From the document they sent:
" Beyond the questions of support and dissemination, digitalization opens up new ways of writing. Will the architecture of the story free itself from linearity? Will the stories write themselves? Will the spectator be able to intervene in the course of the story? "
Ideas for Maison du Livre:
- growing a tree with object recognition and google image search.
- help GPT2 write their political manifesto (possibility to vote for the next generated sentence)/ possiblity to add prompts?
- How to convince an algorithm: two computer with GPT2 text generation, the audience tries to nudge them into a right-leaning or left-leaning manifesto by writing prompts.

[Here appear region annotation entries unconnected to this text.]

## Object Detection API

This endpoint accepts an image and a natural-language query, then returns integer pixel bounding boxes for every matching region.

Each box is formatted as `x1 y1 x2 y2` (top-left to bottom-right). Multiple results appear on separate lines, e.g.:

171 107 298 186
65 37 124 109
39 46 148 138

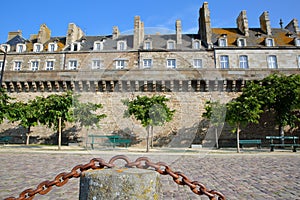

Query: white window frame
239 55 249 69
16 44 26 53
265 38 275 47
117 40 127 51
267 55 278 69
143 58 153 68
167 58 177 69
167 40 176 50
144 40 152 50
30 60 40 71
220 55 229 69
115 59 127 69
14 60 22 71
193 40 201 49
93 41 103 51
237 38 247 47
33 43 43 53
68 60 78 70
45 60 55 71
48 42 57 52
218 38 227 47
193 58 203 68
295 38 300 47
92 59 104 69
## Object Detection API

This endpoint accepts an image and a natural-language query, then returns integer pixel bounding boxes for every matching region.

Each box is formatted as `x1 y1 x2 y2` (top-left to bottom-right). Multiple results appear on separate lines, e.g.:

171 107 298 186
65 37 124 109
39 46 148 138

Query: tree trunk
215 126 219 149
26 126 30 145
146 126 150 152
150 126 153 149
236 123 240 153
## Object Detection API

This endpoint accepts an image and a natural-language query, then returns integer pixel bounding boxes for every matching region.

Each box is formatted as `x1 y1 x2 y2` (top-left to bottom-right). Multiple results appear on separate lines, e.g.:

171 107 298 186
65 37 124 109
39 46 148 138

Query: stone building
0 2 300 145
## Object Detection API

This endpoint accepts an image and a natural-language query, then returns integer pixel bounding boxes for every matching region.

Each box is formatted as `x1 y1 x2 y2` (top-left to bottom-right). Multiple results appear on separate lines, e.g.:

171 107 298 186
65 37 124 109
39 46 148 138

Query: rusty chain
4 155 226 200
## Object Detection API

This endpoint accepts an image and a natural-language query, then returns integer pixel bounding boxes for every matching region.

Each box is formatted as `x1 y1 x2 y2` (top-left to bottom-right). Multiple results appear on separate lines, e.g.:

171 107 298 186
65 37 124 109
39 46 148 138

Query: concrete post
79 168 161 200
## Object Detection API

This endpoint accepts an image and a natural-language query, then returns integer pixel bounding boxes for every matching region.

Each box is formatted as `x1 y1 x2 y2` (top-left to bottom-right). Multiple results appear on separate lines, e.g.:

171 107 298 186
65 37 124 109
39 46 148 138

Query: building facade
0 2 300 146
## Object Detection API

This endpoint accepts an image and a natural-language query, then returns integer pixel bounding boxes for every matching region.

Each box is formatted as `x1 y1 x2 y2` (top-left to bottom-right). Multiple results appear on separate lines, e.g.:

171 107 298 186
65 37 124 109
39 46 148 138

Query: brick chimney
259 11 272 35
175 20 182 44
236 10 249 37
37 24 51 44
285 19 300 34
133 16 144 49
7 30 22 41
66 23 84 45
198 2 213 48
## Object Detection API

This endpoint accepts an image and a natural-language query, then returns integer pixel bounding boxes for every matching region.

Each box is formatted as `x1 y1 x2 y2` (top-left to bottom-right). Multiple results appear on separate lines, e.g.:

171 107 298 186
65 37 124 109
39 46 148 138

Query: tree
8 99 40 145
202 101 226 149
123 95 175 152
226 95 263 153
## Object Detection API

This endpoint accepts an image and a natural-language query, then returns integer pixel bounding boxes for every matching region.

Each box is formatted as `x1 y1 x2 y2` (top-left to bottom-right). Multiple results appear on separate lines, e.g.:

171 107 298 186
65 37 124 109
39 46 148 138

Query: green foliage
122 95 175 127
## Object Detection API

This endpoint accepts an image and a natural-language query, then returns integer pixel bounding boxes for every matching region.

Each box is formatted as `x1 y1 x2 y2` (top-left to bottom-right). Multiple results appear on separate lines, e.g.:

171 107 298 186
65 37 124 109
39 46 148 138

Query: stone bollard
79 168 161 200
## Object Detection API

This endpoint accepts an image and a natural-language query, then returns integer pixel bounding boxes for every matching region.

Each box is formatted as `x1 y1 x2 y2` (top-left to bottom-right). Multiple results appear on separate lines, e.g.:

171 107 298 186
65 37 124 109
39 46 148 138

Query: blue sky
0 0 300 43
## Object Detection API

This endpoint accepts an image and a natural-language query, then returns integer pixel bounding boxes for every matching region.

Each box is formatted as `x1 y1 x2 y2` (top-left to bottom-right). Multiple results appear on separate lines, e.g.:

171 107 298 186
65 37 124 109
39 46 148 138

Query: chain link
4 155 226 200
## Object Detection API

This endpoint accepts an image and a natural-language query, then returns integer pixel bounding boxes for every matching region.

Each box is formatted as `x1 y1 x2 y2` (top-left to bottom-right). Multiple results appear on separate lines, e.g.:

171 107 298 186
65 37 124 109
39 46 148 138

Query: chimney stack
236 10 249 37
259 11 272 35
175 20 182 44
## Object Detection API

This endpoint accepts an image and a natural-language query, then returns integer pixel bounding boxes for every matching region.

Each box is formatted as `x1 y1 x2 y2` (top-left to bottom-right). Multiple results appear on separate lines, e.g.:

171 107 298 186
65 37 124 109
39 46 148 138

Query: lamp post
0 48 7 89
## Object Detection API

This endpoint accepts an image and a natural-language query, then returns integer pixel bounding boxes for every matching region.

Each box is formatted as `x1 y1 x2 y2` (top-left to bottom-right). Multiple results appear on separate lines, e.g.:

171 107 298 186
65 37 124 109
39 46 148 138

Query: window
194 59 202 68
92 60 103 69
268 55 278 69
167 41 175 49
295 38 300 47
116 60 126 69
94 41 103 51
144 41 152 50
219 38 227 47
48 43 57 52
220 56 229 69
238 38 246 47
14 61 22 71
117 41 127 51
46 60 54 71
31 61 39 71
16 44 26 53
167 59 176 69
33 43 43 53
143 59 152 68
69 60 77 70
266 38 274 47
240 56 249 69
193 40 201 49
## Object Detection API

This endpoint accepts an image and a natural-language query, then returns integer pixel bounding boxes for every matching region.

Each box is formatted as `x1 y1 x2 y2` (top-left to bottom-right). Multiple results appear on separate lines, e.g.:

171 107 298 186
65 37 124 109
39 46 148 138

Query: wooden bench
266 136 300 152
0 136 13 144
239 140 261 149
86 134 131 149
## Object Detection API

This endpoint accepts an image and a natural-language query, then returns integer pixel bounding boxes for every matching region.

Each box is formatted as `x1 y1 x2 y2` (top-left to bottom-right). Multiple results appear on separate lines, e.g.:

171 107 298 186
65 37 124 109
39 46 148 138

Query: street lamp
0 48 7 89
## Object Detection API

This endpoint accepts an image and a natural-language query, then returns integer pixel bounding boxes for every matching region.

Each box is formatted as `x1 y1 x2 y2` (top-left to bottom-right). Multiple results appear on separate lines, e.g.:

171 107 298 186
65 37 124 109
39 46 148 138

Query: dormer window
93 41 103 51
295 38 300 47
265 38 274 47
1 44 10 52
117 41 127 51
48 42 57 52
71 42 80 51
237 38 246 47
33 43 43 53
16 44 26 53
144 41 152 50
167 40 175 49
218 37 227 47
193 40 201 49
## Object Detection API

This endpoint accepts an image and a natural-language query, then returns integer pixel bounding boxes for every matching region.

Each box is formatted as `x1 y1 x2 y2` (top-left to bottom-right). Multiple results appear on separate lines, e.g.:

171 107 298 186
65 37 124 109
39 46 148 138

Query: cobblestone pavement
0 150 300 200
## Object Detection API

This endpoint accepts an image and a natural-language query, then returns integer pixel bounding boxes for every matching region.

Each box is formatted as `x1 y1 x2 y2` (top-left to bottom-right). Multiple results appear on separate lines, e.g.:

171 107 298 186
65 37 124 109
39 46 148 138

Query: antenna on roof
279 19 283 29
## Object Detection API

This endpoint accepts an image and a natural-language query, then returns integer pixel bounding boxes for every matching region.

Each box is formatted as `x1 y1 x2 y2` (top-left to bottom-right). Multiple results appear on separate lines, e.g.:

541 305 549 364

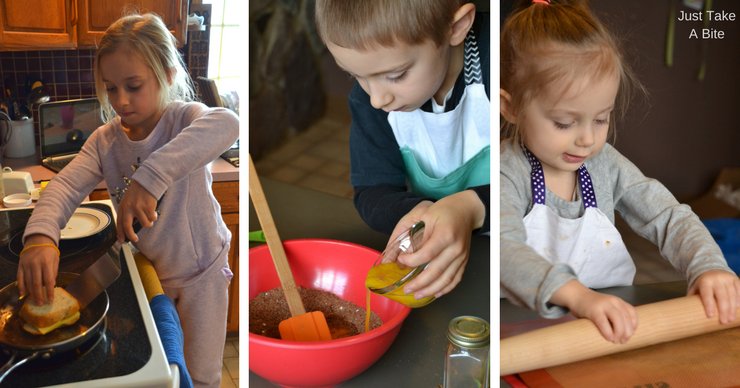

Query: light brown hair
500 0 645 141
315 0 470 50
93 13 194 122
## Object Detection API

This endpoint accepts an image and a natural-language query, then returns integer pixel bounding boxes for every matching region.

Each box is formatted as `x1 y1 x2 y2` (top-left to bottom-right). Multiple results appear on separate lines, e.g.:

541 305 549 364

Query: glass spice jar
444 315 490 388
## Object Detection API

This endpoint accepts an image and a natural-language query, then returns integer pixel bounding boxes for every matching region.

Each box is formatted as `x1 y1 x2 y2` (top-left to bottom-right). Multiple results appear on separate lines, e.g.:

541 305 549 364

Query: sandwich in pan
20 287 80 335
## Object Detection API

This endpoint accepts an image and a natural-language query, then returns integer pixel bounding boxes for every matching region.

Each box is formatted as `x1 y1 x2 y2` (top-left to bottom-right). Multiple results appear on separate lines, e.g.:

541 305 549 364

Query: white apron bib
524 149 636 288
388 33 491 199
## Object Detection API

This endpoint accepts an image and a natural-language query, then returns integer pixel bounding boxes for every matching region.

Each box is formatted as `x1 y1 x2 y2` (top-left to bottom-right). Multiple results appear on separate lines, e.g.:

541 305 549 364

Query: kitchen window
203 0 243 95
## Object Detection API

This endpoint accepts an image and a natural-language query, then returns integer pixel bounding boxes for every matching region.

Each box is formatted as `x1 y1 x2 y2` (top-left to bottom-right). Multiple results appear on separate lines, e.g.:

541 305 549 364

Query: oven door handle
0 350 43 384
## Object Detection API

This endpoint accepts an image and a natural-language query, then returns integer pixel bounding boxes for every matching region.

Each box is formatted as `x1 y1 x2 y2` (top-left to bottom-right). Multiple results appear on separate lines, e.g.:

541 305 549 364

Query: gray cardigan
500 140 732 318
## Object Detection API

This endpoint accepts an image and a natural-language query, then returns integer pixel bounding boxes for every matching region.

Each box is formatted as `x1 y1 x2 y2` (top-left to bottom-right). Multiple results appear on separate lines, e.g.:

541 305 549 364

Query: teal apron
388 31 491 200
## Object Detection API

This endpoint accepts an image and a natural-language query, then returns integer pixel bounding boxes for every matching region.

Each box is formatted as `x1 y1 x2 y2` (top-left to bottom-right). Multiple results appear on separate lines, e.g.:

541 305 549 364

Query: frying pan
0 272 109 383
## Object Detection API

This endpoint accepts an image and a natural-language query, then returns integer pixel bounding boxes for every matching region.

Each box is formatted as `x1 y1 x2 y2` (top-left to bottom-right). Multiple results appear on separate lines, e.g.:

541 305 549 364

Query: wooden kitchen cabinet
0 0 77 50
90 181 239 332
0 0 188 50
77 0 188 47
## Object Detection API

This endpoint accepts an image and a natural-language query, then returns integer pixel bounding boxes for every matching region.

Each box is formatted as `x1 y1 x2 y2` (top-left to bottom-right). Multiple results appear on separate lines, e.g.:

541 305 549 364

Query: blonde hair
501 0 646 142
315 0 469 50
93 13 195 122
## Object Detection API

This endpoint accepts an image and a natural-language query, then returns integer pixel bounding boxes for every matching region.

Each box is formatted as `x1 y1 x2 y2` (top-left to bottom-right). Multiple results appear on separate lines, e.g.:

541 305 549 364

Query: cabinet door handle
68 0 78 26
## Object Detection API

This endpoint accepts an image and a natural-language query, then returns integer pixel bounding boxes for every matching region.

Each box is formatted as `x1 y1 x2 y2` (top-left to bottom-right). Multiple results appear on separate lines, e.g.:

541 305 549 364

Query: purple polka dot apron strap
523 147 598 208
523 147 545 205
578 163 598 208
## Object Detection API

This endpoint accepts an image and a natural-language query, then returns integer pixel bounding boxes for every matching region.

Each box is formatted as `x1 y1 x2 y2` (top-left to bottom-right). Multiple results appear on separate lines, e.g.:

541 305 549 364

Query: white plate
61 207 110 240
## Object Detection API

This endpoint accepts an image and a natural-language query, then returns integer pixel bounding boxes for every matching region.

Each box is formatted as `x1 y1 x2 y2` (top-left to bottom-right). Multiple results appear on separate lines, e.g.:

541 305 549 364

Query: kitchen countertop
2 154 239 189
500 281 686 387
249 178 497 388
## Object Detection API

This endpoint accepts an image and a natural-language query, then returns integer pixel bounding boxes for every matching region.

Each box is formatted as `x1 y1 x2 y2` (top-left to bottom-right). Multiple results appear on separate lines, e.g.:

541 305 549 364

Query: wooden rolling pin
500 295 740 376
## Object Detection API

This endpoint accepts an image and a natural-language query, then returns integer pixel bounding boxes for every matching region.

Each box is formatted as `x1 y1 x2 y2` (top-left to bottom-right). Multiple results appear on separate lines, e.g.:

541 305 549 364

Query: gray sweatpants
164 267 233 388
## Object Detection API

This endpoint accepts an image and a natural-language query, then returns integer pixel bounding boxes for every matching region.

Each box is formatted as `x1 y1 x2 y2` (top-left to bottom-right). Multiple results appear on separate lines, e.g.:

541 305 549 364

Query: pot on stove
0 272 109 383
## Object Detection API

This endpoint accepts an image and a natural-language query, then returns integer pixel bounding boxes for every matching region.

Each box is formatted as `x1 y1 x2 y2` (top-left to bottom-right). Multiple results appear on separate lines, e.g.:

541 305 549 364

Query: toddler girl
500 0 740 343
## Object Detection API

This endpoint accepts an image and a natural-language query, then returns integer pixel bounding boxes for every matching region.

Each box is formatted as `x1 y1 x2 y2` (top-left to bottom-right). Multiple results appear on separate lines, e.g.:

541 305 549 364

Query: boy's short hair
315 0 470 50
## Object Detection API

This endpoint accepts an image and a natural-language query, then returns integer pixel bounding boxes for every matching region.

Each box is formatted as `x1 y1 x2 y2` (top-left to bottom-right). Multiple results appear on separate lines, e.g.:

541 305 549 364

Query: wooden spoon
249 155 331 341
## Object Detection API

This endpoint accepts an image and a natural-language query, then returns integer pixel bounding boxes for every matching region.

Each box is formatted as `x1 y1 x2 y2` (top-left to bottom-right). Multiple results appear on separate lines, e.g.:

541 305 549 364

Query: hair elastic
18 243 62 257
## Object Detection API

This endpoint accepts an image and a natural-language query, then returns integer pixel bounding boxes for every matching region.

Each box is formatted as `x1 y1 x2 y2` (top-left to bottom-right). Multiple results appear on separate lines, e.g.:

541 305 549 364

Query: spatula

- A classifier for left or right leaning text? liberal or conservative? (I suggest taking other categories than left/right or liberal/conservative but rather use current concrete and conflicting political issues.)
To do next steps:
- Figuring out who is interested and making sure it is diverse ( how can we include more women, Would elodie be interested in participating?, are Christina and An in?)
- Ask maison du livre how they curated artists (did they talk with Constant)
- Can a work be a workshop by constant ?
- Set up another meeting for participants (can be a shorter one as well)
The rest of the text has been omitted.